A Forensic Accounting must place emphasis on the application of the project management methodologies and principles by the staff in the daily functions and responsibilities to foster efficiently as well as create a competitive advantage in the heavily competitive business space.
Knowledge Management is the ability to manage knowledge and information that is presented to the company from different sources without overlooking any of them.
A Forensic Accounting ought to creatively channel all the new information, tools, input, and methodology mean by actively practicing the art of knowledge management within the business by harnessing the organization's inherent wisdom's platform in one place.
Writing Reports and Proposals:
Writing Reports and Proposals is the ability to record business reports and plans for the company or project following the policies and procedures of the company.
A Forensic Accounting should, therefore, emphasize the need and accuracy of these reports and plans to ensure they are delivered promptly, and the details within are accurate adhering to the company's policies and regulations without compromise.

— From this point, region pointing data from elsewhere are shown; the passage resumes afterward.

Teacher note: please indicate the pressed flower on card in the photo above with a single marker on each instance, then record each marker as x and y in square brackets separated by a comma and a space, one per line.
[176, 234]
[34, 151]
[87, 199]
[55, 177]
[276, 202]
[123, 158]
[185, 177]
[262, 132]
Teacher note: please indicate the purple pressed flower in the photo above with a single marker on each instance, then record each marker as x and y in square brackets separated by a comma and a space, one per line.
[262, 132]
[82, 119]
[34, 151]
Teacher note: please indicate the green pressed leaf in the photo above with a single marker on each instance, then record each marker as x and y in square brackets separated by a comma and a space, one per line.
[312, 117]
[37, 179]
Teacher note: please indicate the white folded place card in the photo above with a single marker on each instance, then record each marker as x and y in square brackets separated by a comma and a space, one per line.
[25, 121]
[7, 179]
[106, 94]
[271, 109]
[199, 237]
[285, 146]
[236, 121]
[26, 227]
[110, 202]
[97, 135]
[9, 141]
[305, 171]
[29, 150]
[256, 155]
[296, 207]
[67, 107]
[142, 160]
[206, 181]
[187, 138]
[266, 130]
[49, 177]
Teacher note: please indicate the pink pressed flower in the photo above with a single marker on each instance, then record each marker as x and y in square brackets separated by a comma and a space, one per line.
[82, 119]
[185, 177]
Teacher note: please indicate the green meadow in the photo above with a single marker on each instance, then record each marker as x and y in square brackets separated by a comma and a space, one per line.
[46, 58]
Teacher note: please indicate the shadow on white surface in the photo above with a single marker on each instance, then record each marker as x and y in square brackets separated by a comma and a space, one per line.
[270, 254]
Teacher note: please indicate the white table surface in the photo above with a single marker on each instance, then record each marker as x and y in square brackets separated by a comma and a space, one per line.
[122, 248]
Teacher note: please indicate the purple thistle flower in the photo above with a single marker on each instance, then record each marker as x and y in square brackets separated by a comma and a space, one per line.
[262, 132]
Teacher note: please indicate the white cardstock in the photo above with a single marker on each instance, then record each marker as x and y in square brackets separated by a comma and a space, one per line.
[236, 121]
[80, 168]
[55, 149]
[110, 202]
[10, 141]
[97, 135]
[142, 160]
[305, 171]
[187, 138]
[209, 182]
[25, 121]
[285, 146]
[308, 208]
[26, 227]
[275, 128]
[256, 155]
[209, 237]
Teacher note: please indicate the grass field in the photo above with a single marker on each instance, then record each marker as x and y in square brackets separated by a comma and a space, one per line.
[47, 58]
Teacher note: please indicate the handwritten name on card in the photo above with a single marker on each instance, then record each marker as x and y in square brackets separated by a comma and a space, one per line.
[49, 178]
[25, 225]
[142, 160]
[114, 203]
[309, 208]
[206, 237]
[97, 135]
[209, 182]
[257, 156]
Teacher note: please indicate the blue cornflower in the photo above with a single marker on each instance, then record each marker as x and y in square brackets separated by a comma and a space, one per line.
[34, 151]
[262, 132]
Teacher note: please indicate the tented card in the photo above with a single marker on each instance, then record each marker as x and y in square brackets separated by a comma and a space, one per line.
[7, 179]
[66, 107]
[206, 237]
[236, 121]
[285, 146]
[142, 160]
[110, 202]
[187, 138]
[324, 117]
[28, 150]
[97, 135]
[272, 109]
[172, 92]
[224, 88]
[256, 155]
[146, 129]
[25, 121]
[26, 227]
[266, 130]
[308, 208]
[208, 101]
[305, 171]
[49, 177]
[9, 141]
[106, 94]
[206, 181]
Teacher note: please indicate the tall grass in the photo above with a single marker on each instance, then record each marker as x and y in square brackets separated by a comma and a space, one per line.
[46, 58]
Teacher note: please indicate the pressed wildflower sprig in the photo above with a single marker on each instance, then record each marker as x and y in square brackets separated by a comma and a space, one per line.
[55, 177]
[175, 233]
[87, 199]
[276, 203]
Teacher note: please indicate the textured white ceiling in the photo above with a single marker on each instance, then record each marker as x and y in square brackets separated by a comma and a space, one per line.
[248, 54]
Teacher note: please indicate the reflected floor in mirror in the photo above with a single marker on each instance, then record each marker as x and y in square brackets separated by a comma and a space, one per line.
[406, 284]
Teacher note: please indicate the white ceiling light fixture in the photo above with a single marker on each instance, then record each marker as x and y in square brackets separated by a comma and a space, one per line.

Hard Skills Required to be a Forensic Accounting
Hard skills are job-specific skill sets, or expertise, that are teachable and whose presence can be tested through exams. While core skills are more difficult to quantify and less tangible, hard skills are quantifiable and more defined.
Hard skills are usually listed on an applicant's resume to help recruiters know the applicant's qualifications for the applied position. A recruiter, therefore, needs to review the applicant's resume and education to find out if he/she has the knowledge necessary to get the job done.
A forensic accounting should have a good command of the following hard skills to succeed in her job.